Ainsi, la juge a repris à son compte les conclusions des médecins « selon lesquelles Julian Assange souffre d’un trouble dépressif récurrent, parfois accompagné d’hallucinations, souvent avec des idées suicidaires ruminantes et qu’il se trouve sur le spectre de l’autisme », signale Agnes Callamard. Son départ aux États-Unis aggraverait son état et il y a un « risque substantiel » qu’il cherche à en finir.

Un symbole de la liberté de la presse

Pour de nombreuses associations, ce qu’a fait Julian Assange n’est pas si différent ce que ferait un journaliste d’investigation. « Les charges contre lui reposent quasi exclusivement sur des activités que mènent au quotidien tous les journalistes d’investigation : publier des informations auparavant tenues secrètes », écrivait encore ce matin La Ligue des Droits de l’Homme, tout en demandant sa libération immédiate.

« Les informations que Julian Assange a publiées sont d’intérêt public et ont contribué au droit à l’information du plus grand nombre », a-t-elle ajouté « L’extradition de Julian Assange vers les États-Unis violerait gravement les droits de l’Homme. Nous demandons la libération immédiate de Julian Assange et à l’abandon des charges pesant sur ce dernier », a-t-elle insisté.

Cette position est plus généralement partagée par de nombreuses autres ONG, mais aussi sociétés de presse, comme Reporters Sans Frontières, Human Rights Watch, le Guardian, le New York Times, le National Union of Journalists, le Committee to Protect Journalists, la Fédération internationale des journalistes, l’Union américaine pour les libertés civiles, Der Spiegel, El Pais, le Washington Post ou encore le Wall Street Journal.

Julian Assange

L’interpellation très médiatisée de Julian Assange, quand il a été sorti manu militari de l’ambassage équatorienne à Londres. // Source : The Guardian

Julien Assange, qui était auparavant sous la menace d’une extradition vers la Suède pour une affaire d’agression sexuelle (l’action en justice s’est éteinte fin 2019, Stockholm ayant indiqué que « tous les actes d’enquête ont été épuisés sans apporter les preuves requises pour une condamnation »), et donc détenu dans ce cadre, était ensuite sous le coup d’une extradition vers les USA pour ses activités avec Wikileaks.

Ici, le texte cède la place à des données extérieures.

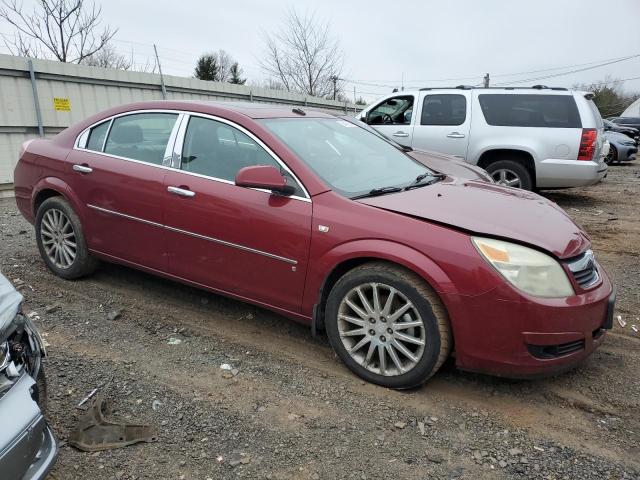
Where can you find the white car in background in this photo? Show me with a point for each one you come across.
(528, 138)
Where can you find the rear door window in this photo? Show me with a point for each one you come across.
(141, 136)
(96, 137)
(444, 109)
(550, 111)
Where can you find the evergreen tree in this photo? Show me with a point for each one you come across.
(236, 73)
(207, 68)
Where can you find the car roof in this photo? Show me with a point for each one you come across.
(249, 109)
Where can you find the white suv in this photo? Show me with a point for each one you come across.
(530, 138)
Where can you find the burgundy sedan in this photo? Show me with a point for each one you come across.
(320, 220)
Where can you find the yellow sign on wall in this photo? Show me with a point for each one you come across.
(61, 104)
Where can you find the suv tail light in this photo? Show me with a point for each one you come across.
(24, 146)
(587, 144)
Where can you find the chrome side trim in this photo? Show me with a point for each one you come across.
(233, 245)
(197, 235)
(106, 136)
(124, 215)
(167, 160)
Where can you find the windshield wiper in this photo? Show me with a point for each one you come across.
(418, 182)
(378, 191)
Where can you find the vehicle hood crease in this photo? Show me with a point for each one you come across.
(492, 210)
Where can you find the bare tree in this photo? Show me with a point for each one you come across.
(225, 61)
(67, 30)
(109, 58)
(304, 56)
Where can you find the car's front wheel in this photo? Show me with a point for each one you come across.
(61, 241)
(387, 325)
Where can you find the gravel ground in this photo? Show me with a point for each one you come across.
(290, 410)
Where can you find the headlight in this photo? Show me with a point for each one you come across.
(527, 269)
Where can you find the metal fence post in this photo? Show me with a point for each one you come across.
(36, 102)
(164, 89)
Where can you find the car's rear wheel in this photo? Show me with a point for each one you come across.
(612, 156)
(61, 241)
(510, 174)
(387, 325)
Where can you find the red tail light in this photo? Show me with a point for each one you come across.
(587, 144)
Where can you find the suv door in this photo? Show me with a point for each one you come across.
(118, 175)
(443, 122)
(247, 242)
(393, 118)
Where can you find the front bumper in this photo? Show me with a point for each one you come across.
(27, 447)
(558, 173)
(508, 334)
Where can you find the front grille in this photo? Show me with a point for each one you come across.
(555, 351)
(584, 270)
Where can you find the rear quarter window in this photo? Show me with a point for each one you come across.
(546, 111)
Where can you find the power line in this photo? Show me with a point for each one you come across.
(592, 64)
(533, 79)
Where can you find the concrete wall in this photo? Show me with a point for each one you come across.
(92, 89)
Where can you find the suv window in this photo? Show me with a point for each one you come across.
(444, 109)
(96, 137)
(218, 150)
(141, 136)
(515, 110)
(393, 111)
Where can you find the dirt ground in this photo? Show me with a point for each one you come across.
(293, 411)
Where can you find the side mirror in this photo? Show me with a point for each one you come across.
(264, 176)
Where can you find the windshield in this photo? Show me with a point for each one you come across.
(350, 159)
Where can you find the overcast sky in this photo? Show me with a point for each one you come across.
(383, 41)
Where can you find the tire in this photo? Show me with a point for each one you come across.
(426, 308)
(612, 157)
(40, 390)
(508, 172)
(57, 222)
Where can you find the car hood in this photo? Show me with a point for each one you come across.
(10, 301)
(450, 165)
(492, 210)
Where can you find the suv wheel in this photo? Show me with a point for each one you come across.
(510, 174)
(61, 240)
(612, 156)
(387, 325)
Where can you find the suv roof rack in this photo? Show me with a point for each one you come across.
(472, 87)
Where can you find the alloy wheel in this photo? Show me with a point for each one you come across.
(58, 238)
(381, 329)
(506, 177)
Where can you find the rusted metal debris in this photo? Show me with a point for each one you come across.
(95, 432)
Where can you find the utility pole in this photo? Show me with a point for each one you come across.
(164, 90)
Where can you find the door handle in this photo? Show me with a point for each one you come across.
(182, 192)
(82, 168)
(400, 134)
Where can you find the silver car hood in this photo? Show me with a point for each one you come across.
(10, 301)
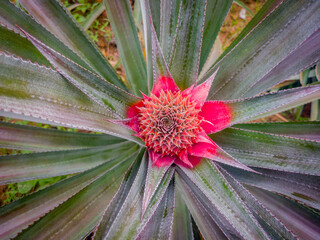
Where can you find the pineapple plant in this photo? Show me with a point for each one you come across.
(169, 152)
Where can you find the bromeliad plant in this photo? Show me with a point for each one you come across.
(175, 158)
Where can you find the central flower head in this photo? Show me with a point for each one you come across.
(174, 124)
(169, 123)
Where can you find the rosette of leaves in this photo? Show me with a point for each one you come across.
(261, 181)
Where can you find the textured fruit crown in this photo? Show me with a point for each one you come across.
(169, 123)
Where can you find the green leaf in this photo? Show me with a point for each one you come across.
(156, 197)
(300, 187)
(22, 167)
(13, 17)
(302, 130)
(53, 16)
(274, 41)
(23, 212)
(318, 71)
(155, 12)
(265, 105)
(184, 64)
(77, 216)
(160, 67)
(169, 12)
(104, 93)
(160, 224)
(13, 43)
(270, 151)
(122, 218)
(306, 226)
(216, 12)
(182, 227)
(272, 226)
(15, 136)
(242, 4)
(204, 221)
(94, 14)
(147, 42)
(36, 93)
(230, 212)
(153, 182)
(124, 28)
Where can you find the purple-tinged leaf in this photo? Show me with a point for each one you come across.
(199, 211)
(153, 180)
(318, 71)
(23, 212)
(265, 105)
(270, 42)
(223, 157)
(169, 12)
(302, 188)
(12, 16)
(303, 221)
(76, 217)
(157, 197)
(104, 93)
(122, 218)
(182, 227)
(40, 94)
(216, 13)
(228, 210)
(124, 28)
(13, 43)
(16, 136)
(23, 167)
(303, 130)
(185, 58)
(271, 151)
(160, 224)
(145, 6)
(273, 227)
(55, 18)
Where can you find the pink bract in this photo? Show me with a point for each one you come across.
(174, 124)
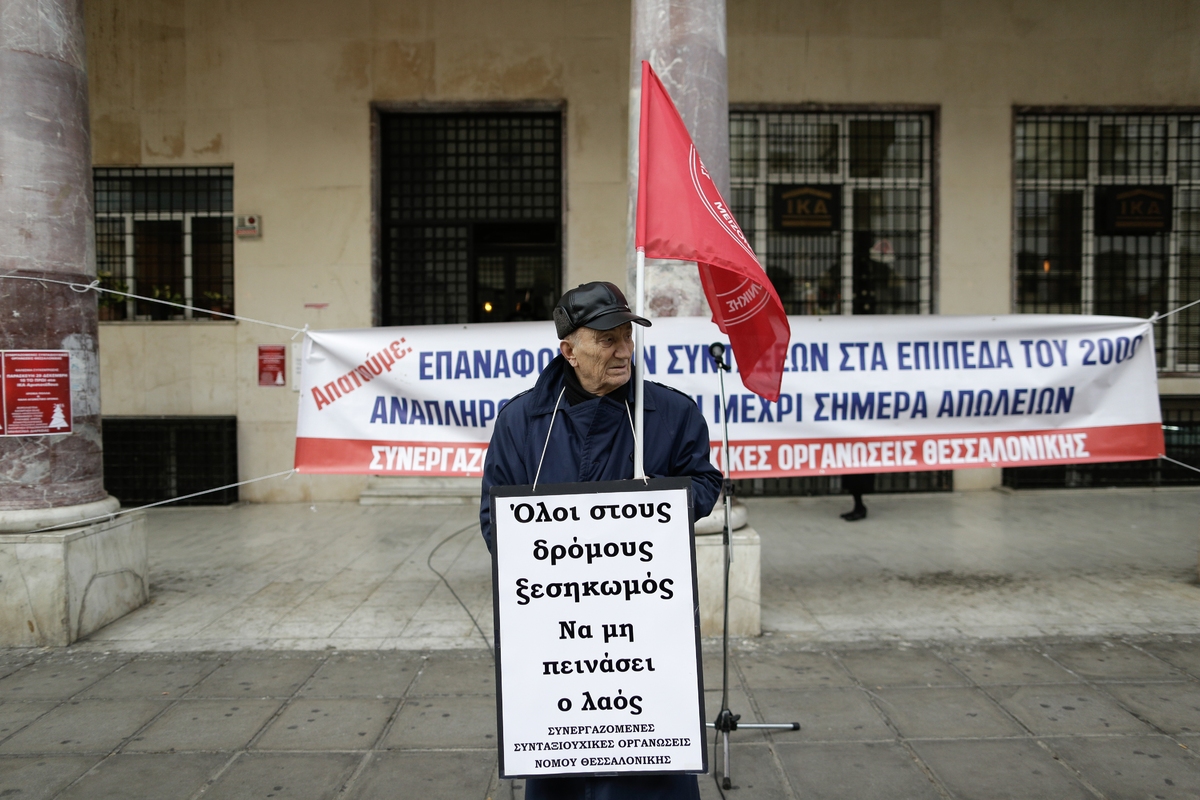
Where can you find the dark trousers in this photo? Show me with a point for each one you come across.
(858, 486)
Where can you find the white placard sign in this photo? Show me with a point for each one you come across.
(597, 630)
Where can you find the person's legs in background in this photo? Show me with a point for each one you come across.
(857, 486)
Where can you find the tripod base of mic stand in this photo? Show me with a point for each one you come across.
(727, 722)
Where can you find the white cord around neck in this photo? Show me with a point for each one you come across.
(629, 415)
(552, 415)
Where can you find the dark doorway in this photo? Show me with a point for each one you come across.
(471, 216)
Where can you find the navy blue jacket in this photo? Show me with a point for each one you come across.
(593, 440)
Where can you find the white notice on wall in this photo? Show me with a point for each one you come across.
(597, 630)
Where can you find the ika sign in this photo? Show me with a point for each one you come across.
(1133, 210)
(810, 209)
(597, 630)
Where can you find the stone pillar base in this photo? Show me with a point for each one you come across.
(745, 583)
(60, 585)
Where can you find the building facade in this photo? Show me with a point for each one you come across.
(412, 162)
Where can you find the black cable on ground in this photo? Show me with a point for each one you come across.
(429, 563)
(717, 780)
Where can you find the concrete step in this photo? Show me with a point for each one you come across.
(420, 491)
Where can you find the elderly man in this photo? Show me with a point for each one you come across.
(576, 425)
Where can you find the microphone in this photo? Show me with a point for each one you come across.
(717, 350)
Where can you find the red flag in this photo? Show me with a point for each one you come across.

En effet, Washington réclame depuis longtemps l’Australien pour son implication dans la publication de centaines de milliers de documents confidentiels issus du gouvernement américain — notamment des télégrammes diplomatiques, mais aussi des fichiers sur les guerres américaines en Afghanistan et en Irak. C’est notamment après ces faits d’armes que Julian Assange est devenu un symbole de la liberté d’information.

Julian Assange a été arrêté par la police anglaise en avril 2019, quand l’Équateur a décidé de lever la protection diplomatique dont il jouissait depuis sept ans en s’étant réfugié dans l’ambassade. À plusieurs reprises, la question d’un asile politique de Julian Assange en France s’est posée. Un appel en ce sens a encore été lancé par La Ligue des Droits de l’homme, pour qui « la France s’honorerait à lui accorder à l’asile politique ». Cependant avec constance, Paris a toujours refusé d’aller dans cette direction.